Create an nginx directory and an nginx.conf file within it:

user nginx;
worker_processes auto;

error_log /var/log/nginx/error.log notice;
pid /var/run/nginx.pid;


events {
worker_connections 1024;
}

http {
include /etc/nginx/mime.types;
default_type application/octet-stream;

log_format main '$remote_addr - $remote_user [$time_local] "$request" '
'$status $body_bytes_sent "$http_referer" '
'"$http_user_agent" "$http_x_forwarded_for"';

access_log /var/log/nginx/access.log main;

sendfile on;
#tcp_nopush on;
client_max_body_size 100M; # allow large file uploads

keepalive_timeout 65;

#gzip on;

#include /etc/nginx/conf.d/*.conf;

upstream admin {
server admin:8000;
}

upstream api {
server api:8000;
}

upstream frontend {
server frontend:3000;
}

server {
listen 80;

location /admin {
proxy_pass http://admin;
proxy_set_header Host $host;
proxy_set_header X-Real-IP $remote_addr;
proxy_set_header X-Forwarded-For $proxy_add_x_forwarded_for;
proxy_set_header X-Forwarded-Proto $scheme;
}

location /static {
proxy_pass http://admin;
proxy_set_header Host $host;
proxy_set_header X-Real-IP $remote_addr;
proxy_set_header X-Forwarded-For $proxy_add_x_forwarded_for;
proxy_set_header X-Forwarded-Proto $scheme;
}

location /media {
proxy_pass http://admin;
proxy_set_header Host $host;
proxy_set_header X-Real-IP $remote_addr;
proxy_set_header X-Forwarded-For $proxy_add_x_forwarded_for;
proxy_set_header X-Forwarded-Proto $scheme;
}

location /openapi.json {
proxy_pass http://api;
proxy_set_header Host $host;
proxy_set_header X-Real-IP $remote_addr;
proxy_set_header X-Forwarded-For $proxy_add_x_forwarded_for;
proxy_set_header X-Forwarded-Proto $scheme;
}

location /docs {
proxy_pass http://api;
proxy_set_header Host $host;
proxy_set_header X-Real-IP $remote_addr;
proxy_set_header X-Forwarded-For $proxy_add_x_forwarded_for;
proxy_set_header X-Forwarded-Proto $scheme;
}

location ~ ^/api/v1(/?)(.*) {
proxy_pass http://api/$2$is_args$args;
proxy_set_header Host $host;
proxy_set_header X-Real-IP $remote_addr;
proxy_set_header X-Forwarded-For $proxy_add_x_forwarded_for;
proxy_set_header X-Forwarded-Proto $scheme;
}

location / {
proxy_pass http://frontend;
proxy_http_version 1.1;
proxy_set_header Upgrade $http_upgrade;
proxy_set_header Connection 'upgrade';
proxy_set_header Host $host;
proxy_cache_bypass $http_upgrade;
}
}
}

5.2 Add Nginx to Docker Compose

Add the Nginx service to the docker-compose.yml file:

nginx:
image: nginx
ports:
- "80:80"
volumes:
- ./nginx/nginx.conf:/etc/nginx/nginx.conf:ro
depends_on:
- frontend
- admin
- api

5.3 Start Nginx

Start Nginx using Docker Compose:

docker compose up --build -d

Check the following URLs to verify that everything is working correctly:

Conclusion

Congratulations!
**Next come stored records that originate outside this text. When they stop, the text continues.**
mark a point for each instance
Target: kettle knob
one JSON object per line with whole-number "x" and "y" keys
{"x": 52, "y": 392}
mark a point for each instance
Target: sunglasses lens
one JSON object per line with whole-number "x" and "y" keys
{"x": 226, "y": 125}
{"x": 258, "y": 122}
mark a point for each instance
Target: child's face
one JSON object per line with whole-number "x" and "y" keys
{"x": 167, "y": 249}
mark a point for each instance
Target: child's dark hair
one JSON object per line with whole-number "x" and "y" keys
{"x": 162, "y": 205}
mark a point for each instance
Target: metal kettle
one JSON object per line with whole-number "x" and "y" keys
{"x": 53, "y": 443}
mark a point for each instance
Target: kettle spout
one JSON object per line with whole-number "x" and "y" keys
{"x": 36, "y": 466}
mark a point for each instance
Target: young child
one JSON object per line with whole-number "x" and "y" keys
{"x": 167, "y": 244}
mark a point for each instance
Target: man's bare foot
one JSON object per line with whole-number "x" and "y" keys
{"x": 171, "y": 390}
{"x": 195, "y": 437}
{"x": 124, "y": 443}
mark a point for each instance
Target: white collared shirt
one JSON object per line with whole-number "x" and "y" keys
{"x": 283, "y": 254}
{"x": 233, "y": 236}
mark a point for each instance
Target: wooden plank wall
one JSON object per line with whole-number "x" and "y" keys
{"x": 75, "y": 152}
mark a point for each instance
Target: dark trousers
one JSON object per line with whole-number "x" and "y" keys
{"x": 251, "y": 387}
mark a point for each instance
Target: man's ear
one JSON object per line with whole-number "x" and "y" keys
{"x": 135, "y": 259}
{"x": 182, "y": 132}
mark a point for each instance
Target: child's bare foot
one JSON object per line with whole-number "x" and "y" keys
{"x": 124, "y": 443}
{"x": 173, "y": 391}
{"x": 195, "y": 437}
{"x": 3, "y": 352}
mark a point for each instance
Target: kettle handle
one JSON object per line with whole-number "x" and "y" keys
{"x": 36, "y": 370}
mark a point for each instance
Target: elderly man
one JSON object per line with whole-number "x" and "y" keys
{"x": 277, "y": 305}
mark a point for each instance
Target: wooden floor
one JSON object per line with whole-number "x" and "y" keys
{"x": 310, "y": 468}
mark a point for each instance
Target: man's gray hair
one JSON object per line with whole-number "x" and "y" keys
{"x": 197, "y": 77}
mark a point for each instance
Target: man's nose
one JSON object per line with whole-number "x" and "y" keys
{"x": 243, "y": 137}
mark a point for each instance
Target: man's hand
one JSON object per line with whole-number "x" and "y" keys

You have successfully created a full stack application using Django, FastAPI, and Next.js. This tutorial provided a step-by-step guide on setting up and configuring each component to work together seamlessly.

I will be providing more tutorials in the future that will use this starter as the basis for extending the application further.